= Molecular modification =

Chemical drug alteration process

Molecular modification is chemical alteration of a known and previously characterized lead compound for the purpose of enhancing its usefulness as a drug. This could mean enhancing its specificity for a particular body target site, increasing its potency, improving its rate and extent of absorption, modifying to advantage its time course in the body, reducing its toxicity, changing its physical or chemical properties (like solubility) to provide desired features.

==Modification for water solubility==
Molecular modification is used to enhance drug's water solubility by incorporating water solubilizing groups in its structure. The discussion of the introduction of water solubilizing groups into the structure of a lead compound can be conveniently broken down into four general areas:

- The type of group introduced;
- Whether the introduction is reversible or irreversible;
- The position of incorporation; and
- The chemical route of introduction.

===The type of group===
The incorporation of polar functional groups, such as the alcohol, amine, amide, carboxylic acid, sulfonic acid and phosphate groups, which either ionize or are capable of relatively strong intermolecular forces of attraction with water (hydrogen bonding), will usually result in analogues with an increased water solubility. Acidic and basic groups are particularly useful, since these groups can be used to form salts, which would give a wider range of dosage forms for the final product. However, the formation of zwitterions by the introduction of either an acid group into a structure containing a base or a base group into a structure containing an acid group can reduce water solubility. Introduction of weakly polar groups, such as carboxylic acid esters, aryl halides and alkyl halides, will not significantly improve water solubility and can result in enhanced lipid solubility.

The incorporation of acidic residues into a lead structure is less likely to change the type of activity, but it can result in the analogue exhibiting haemolytic properties. Furthermore, the introduction of an aromatic acid group usually results in anti-inflammatory activity, whilst carboxylic acids with an alpha functional group may act as chelating agents. Basic water solubilizing groups have a tendency to change the mode of action, since bases often interfere with neurotransmitters and biological processes involving amines. However, their incorporation does mean that the analogue can be formulated as a wide variety of acid salts. Non-ionizable groups do not have the disadvantages of acidic and basic groups.

===Reversibly and irreversibly attached groups===
The type of group selected also depends on the degree of permanency required. Groups that are bound directly to the carbon skeleton of the lead compound by less reactive C–C, C–O and C–N bonds are likely to be irreversibly attached to the lead structure.

Groups that are linked to the lead by ester, amide, phosphate, sulfate and glycosidic bonds are more likely to be metabolized from the resulting analogue to reform the parent lead compound as the analogue is transferred from its point of administration to its site of action. Compounds with this type of solubilizing group are acting as prodrugs and so their activity is more likely to be the same as the parent lead compound. However, the rate of loss of the solubilizing group will depend on the nature of the transfer route, and this could affect the activity of the drug.

===The position of the water solubilizing group===
In order to preserve the type of activity exhibited by the lead compound, the water solubilizing group should be attached to a part of the structure that is not involved in the drug–receptor interaction. Consequently, the route used to introduce a new water solubilizing group and its position in the lead structure will depend on the relative reactivities of the pharmacophore and the rest of the molecule. The reagents used to introduce the new water solubilizing group should be chosen on the basis that they do not react with, or in close proximity to, the pharmacophore. This will reduce the possibility of the new group affecting the relevant drug–receptor interactions.

===Methods of introduction===
Water solubilizing groups are best introduced at the beginning of a drug synthesis, although they may be introduced at any stage. Introduction at the beginning avoids the problem of a later introduction changing the type and/or nature of the drug–receptor interaction. A wide variety of routes may be used to introduce a water solubilizing group; the one selected will depend on the type of group being introduced and the chemical nature of the target structure.

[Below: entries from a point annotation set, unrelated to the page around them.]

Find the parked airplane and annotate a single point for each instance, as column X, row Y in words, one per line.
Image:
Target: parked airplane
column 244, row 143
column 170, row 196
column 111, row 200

Many of these routes require the use of protecting agents to prevent unwanted reactions of either the water solubilizing group or the lead structure.

===Acidic and basic groups===
Examples of water solubilizing structures and the routes used to introduce them into the lead structures. O-alkylation, N-alkylation, O-acylation and N-acylation reactions are used to introduce both acidic and basic groups. Acetylation methods use both the appropriate acid chloride and anhydride.

Examples of water solubilizing structures and the routes used to introduce them into lead structures. Phosphate acid halides have been used to introduce phosphate groups into lead structures. Structures containing hydroxy groups have been introduced by reaction of the corresponding monochlorinated hydrin and the use of suitable epoxides amongst other methods. Sulphonic acid groups may be introduced by either direct sulfonation or the addition of bisulfite to reactive C = C bonds amongst other methods.